Cuando se habla sobre la inequidad social, que ensombrece al mundo desde hace siglos, las posiciones van desde la demagogia discursiva hasta la hipócrita tendencia del doble discurso. Y pasan por la resignación fatalista que se refugia en supuestas verdades reveladas: “pobres habrá siempre” o en consuelos de bienaventuranzas que anuncian que el reino de los cielos será de los pobres y que los que tengan hambre y sed de justicia serán hartos (hartos, en el sentido de satisfechos y no del hartazgo de ser eternamente maltratados y marginados en el reino de la tierra).
Todos sabemos que los países tienen problemas internos, a veces muy graves y difíciles de resolver. Y que debido a la falta de recursos, en algunas ocasiones, o a una gran riqueza natural, que tienta a los poderosos locales y a los foráneos a despojar, en macabra cadena, de las potenciales ventajas que podrían brindarles esos recursos a los que menos tienen, se ven enfrentados a la pobreza y el subdesarrollo. En otros casos, la corrupción administrativa, las guerras fratricidas, los choques violentos por racismos, contiendas religiosas o atavismos arraigados por siglos de violencia, producen períodos prolongados de malísimas condiciones para las mayorías. Crear pobreza es un crimen, y el crimen no paga.
El peor negocio que puede hacer la humanidad es apostar al sometimiento de millones de seres humanos que, muchas veces, hartos de soportar tantos males estallan en un odio y resentimiento nada propicios para una medianamente pacífica convivencia.
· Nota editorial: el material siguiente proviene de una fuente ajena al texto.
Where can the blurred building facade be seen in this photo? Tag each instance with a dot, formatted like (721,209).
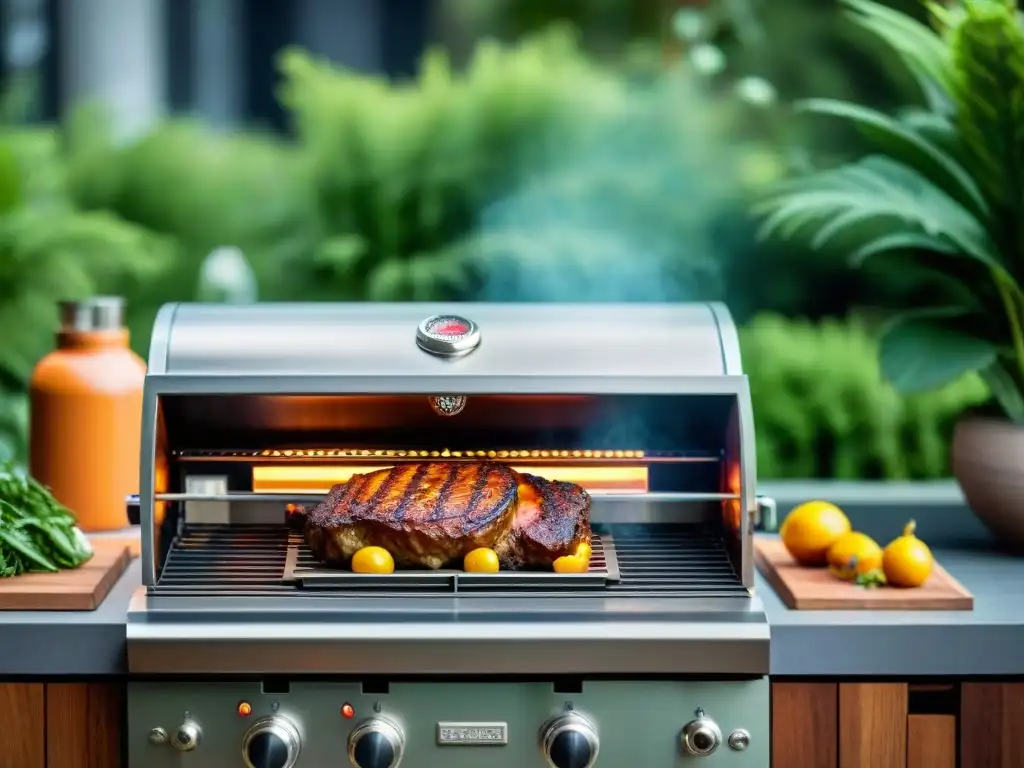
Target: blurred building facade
(212,58)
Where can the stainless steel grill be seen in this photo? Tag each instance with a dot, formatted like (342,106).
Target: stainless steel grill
(643,561)
(659,652)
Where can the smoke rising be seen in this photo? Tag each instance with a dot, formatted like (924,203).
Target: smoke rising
(621,207)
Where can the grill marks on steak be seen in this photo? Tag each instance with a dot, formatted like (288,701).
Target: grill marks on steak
(432,514)
(553,517)
(426,515)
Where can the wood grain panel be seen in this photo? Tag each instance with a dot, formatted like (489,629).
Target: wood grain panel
(991,724)
(84,725)
(23,712)
(872,725)
(803,725)
(931,741)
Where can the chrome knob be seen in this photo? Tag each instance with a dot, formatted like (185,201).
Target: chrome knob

Millones de indigentes que contraen enfermedades infecciosas de fácil contagio son una bomba de tiempo que, de tanto en tanto, estalla en el seno de sociedades prósperas, que de golpe se enfrentan a epidemias muy difíciles de dominar. Todo lo que se haga para la salud pública es poco, en eso no se debería ni ajustar para que “cierren los números” porque cuando la peste se propaga no hay números que valgan y el precio que hay que pagar es altísimo.
Las sociedades se rasgan las vestiduras, los gobiernos se culpan unos a otros: “¡Fue por culpa de las administraciones anteriores!”, exclaman los de turno. Mientras, los acusados se lavan las manos.Nada podemos hacer desde el llano más que protestar y pedir sensatez.
Miles de organizaciones humanitarias dejan la piel en la lucha contra las condiciones adversas en las que gran número de países y regiones del mundo se debaten. Sin embargo, a todas luces, resultan insuficientes y, para mayor irritación e indignación, cada día se destapan en muchos países despilfarros, corrupciones de todo tipo y robos con guante blanco que benefician a grupos privilegiados. Solo, muy de tanto en tanto, reciben el castigo que merecen.
Todos sabemos de la existencia de los cuatro jinetes del Apocalipsis, pero hay que tenerle más miedo al quinto que es ni más ni menos que la indiferencia. El descuido de los que gobiernan el mundo, más atentos a supremacías y ambición de poder que a salvaguardar la salud al aprovechar los adelantos científicos, es inaceptable.